De frustration et d'un revers de la main, je balaie et envoie un peu balader tous mes outils de travail : stylos pailletés qui sentent les fruits, bouts de papier éparpillés, et les quelques photos que j'ai imprimées à Spring City sur une borne dans un supermarché. Un vrai, un grand, avec des allées où deux caddies peuvent se croiser, des vigiles et des longues files d'attente en caisse. Ici, il n'y a que la supérette et la station-service d'Emmett. Je suppose que beaucoup de Lakiens profitent de leurs allers-retours dans la grande ville pour remplir leurs débarras, pour autant, l'économie locale semble bien fonctionner.

Winny m'a d'ailleurs parlé d'une coiffeuse qui a un salon chez elle, mais qui propose également ses services à domicile. Je commence à me dire qu'un petit coup de frais ne me ferait pas de mal. Mes cheveux ont poussé, je n'aime pas les attacher, mais la canicule ici me laisse rarement le choix. Et puis, ma coloration ternit vite avec le soleil.

Sur cette pensée esthétique, je rassemble mon bordel mais prends une minute pour détailler les petits carrés de papier glacé. J'ai choisi des formats polaroids, parce que c'est ce que je préfère. Je ne sais pas trop ce que j'en ferai, de tous ces sourires. Ceux de Winny et Bella, se regardant nez contre nez, telles deux sœurs espiègles aux couleurs de cheveux opposées. Celui de Bella et ses grands yeux noisette qui transpirent toujours une gentillesse qui m'émeut, et aussi un cliché que je leur ai volé, à elle et Gary, alors qu'ils se tenaient tendrement la main dans la roseraie. J'en ai d'autres, de bikers qui vivent ici et qui ont pris la pause, de paysages, de roches, juste pour me souvenir de leur couleur. Du bout du doigt, j'effleure le rocher comme si je le palpais vraiment, puis me fous une claque mentale et remets tout à sa place quand une silhouette dure comme du roc s'infiltre devant mes yeux. Je peste des trucs pas jolis-jolis pour sa Seigneurie en français, mais ça me fait un bien fou. D'ailleurs, j'espère que ses oreilles sifflent d'un hurlement strident, à ce gorille mal luné, et que ses tympans saignent, aussi.

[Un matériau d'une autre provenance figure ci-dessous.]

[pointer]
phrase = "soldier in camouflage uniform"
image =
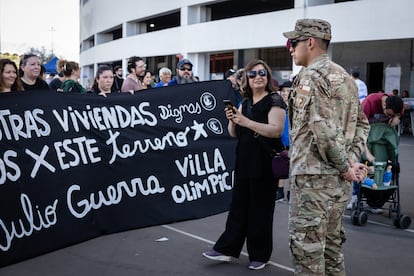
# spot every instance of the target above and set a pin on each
(328, 134)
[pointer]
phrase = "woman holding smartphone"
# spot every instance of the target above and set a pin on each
(250, 219)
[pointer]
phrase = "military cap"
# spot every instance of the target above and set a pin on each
(311, 28)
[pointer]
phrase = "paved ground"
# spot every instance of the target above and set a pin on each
(377, 248)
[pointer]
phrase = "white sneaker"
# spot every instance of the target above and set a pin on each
(354, 200)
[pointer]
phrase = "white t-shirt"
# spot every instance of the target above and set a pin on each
(362, 89)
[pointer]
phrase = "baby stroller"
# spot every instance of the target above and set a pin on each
(383, 143)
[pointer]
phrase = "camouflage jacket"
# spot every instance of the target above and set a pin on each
(328, 127)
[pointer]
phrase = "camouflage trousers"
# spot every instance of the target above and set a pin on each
(316, 232)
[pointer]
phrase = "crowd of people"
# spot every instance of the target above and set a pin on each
(323, 123)
(31, 75)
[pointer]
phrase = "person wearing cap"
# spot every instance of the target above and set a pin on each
(328, 133)
(184, 73)
(165, 77)
(136, 69)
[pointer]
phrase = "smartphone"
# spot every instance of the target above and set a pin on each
(229, 104)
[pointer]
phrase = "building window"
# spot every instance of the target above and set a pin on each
(276, 58)
(235, 8)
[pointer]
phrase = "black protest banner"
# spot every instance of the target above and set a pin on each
(77, 166)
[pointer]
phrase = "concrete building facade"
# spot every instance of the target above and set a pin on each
(374, 36)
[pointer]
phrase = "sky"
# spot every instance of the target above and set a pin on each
(36, 23)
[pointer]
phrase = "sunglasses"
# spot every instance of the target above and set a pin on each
(294, 42)
(252, 74)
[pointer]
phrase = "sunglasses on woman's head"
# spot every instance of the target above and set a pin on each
(252, 74)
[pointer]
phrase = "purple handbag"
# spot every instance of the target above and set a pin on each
(280, 165)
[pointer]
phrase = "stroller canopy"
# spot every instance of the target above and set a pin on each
(383, 142)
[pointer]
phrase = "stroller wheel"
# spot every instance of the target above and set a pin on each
(402, 221)
(359, 218)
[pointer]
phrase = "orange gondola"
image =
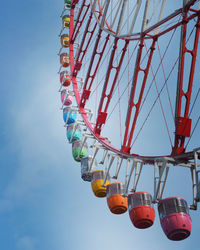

Un quart d'heure et une épilation en règle plus tard, ma douche ne m'a pas calmée, j'ai même l'impression que plus les minutes filent, moins je me sens apaisée. Le souvenir du visage tuméfié de Diesel me donne des envies de meurtre ou plutôt, ne supprime pas celles que j'avais déjà en tête. Un paquet de scénarios dans lesquels Titàn joue le premier rôle, menotté, mais absolument pas pour le conduire sur le sentier de la félicité. Non, là, il y aurait des cris de douleur et des pardons à gogo. Pour m'avoir abandonnée à Paris, d'abord.

Je pense toujours que c'était le mieux à faire, mais une partie de moi lui en veut, probablement la petite orpheline qui n'arrive pas à accepter que tous ceux à qui elle s'attache finissent par lui tourner le dos, de gré ou de force.